DrumsandWhistles has a great post on rudeness
Mommy and Daddy are missing a teaching opportunity to help their kids learn to dislike the choice a person makes without extending to the person making the choice. Instead they’re teaching Junior that it’s okay to be rude if the choice is something rejected by the majority. Manners aren’t a democracy. They’re what we do to make people feel more like people– people who matter.
Joan Ryan wrote:
We have become a nation of cranks and scolds, of people who leap at every opportunity to wag a finger, or flip one. Just below the surface of our pretty-normal selves burbles the soul of an old lady with a shotgun across her lap.
Maybe we need to learn how to deal with people we can't stand.
Dr. P. M Forni writes:
It is largely through having good manners that we put into everyday practice the Principle of Respect for Persons—the principle upon which ethical systems are built. It is through them that we become ethical agents.
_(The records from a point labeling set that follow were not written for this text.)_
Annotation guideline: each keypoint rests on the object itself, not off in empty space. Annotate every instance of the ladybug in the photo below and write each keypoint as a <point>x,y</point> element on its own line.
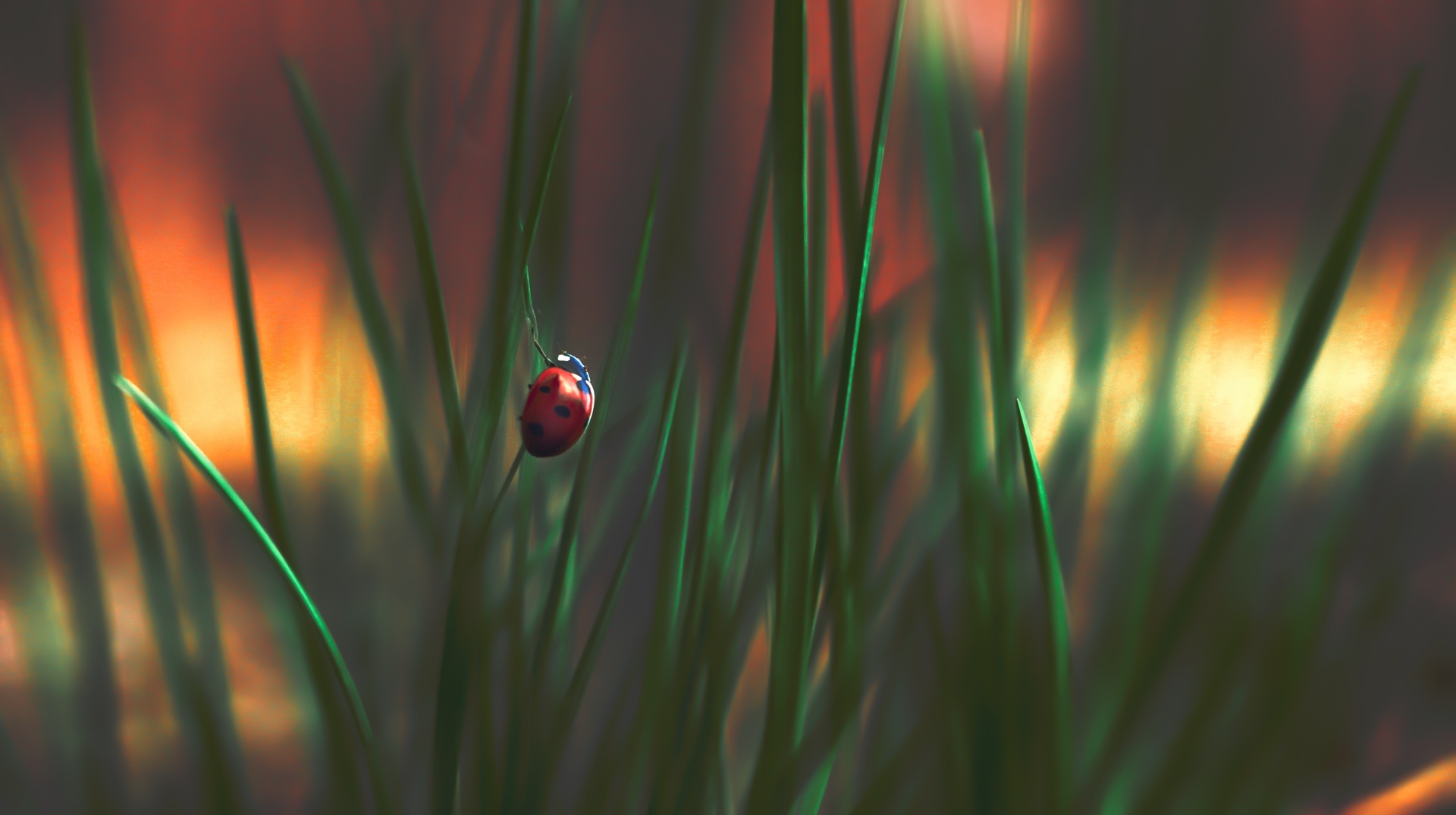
<point>558,408</point>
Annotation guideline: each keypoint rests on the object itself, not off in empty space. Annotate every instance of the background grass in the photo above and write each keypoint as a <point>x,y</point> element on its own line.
<point>843,575</point>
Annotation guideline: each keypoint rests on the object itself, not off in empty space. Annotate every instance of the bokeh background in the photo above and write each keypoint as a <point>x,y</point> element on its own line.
<point>1163,134</point>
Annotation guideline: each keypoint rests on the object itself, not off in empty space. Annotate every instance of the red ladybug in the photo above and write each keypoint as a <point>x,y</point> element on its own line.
<point>558,408</point>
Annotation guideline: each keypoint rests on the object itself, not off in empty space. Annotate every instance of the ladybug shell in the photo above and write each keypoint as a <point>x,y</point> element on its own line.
<point>557,412</point>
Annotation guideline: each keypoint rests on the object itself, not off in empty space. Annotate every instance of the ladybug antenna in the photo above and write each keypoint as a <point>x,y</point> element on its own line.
<point>530,310</point>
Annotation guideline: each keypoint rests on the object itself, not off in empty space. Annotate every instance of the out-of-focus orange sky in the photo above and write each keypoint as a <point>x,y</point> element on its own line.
<point>194,114</point>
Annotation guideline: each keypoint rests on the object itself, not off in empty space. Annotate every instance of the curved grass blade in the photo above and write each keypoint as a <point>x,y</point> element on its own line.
<point>435,299</point>
<point>370,305</point>
<point>1059,639</point>
<point>1315,316</point>
<point>383,802</point>
<point>191,704</point>
<point>571,705</point>
<point>187,534</point>
<point>268,482</point>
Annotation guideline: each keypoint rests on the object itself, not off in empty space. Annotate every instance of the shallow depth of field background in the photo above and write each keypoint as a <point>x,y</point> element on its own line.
<point>1285,98</point>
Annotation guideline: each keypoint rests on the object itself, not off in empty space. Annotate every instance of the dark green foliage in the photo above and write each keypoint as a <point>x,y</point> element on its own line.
<point>846,597</point>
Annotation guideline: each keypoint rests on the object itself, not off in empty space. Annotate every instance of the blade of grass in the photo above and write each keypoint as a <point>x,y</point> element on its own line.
<point>435,299</point>
<point>792,590</point>
<point>102,766</point>
<point>1258,447</point>
<point>190,542</point>
<point>462,634</point>
<point>498,334</point>
<point>338,748</point>
<point>617,362</point>
<point>711,543</point>
<point>564,558</point>
<point>190,697</point>
<point>1014,243</point>
<point>846,671</point>
<point>373,312</point>
<point>819,237</point>
<point>670,658</point>
<point>36,623</point>
<point>577,688</point>
<point>341,672</point>
<point>1059,639</point>
<point>501,367</point>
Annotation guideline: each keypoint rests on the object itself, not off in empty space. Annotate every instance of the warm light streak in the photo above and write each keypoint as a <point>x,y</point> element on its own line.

Civility and manners are kinds of goodness. As we act ethically, we transcend our Selves, but we also nurture our Selves. The quality of our own lives improves together with the quality of the lives we improve. Self-interest and altruism find a way to converge in the practice of civility. Kindness makes life better for those who give it and those who receive it.
We are not born civil. Civility is a code of behavior acquired by learning it from others and by constant practicing. For the sake of our communities and ourselves, let us teach, let us learn, and let us practice.
The Chronicle of Higher Education had an online colloquy on incivility in the classroom in 1998.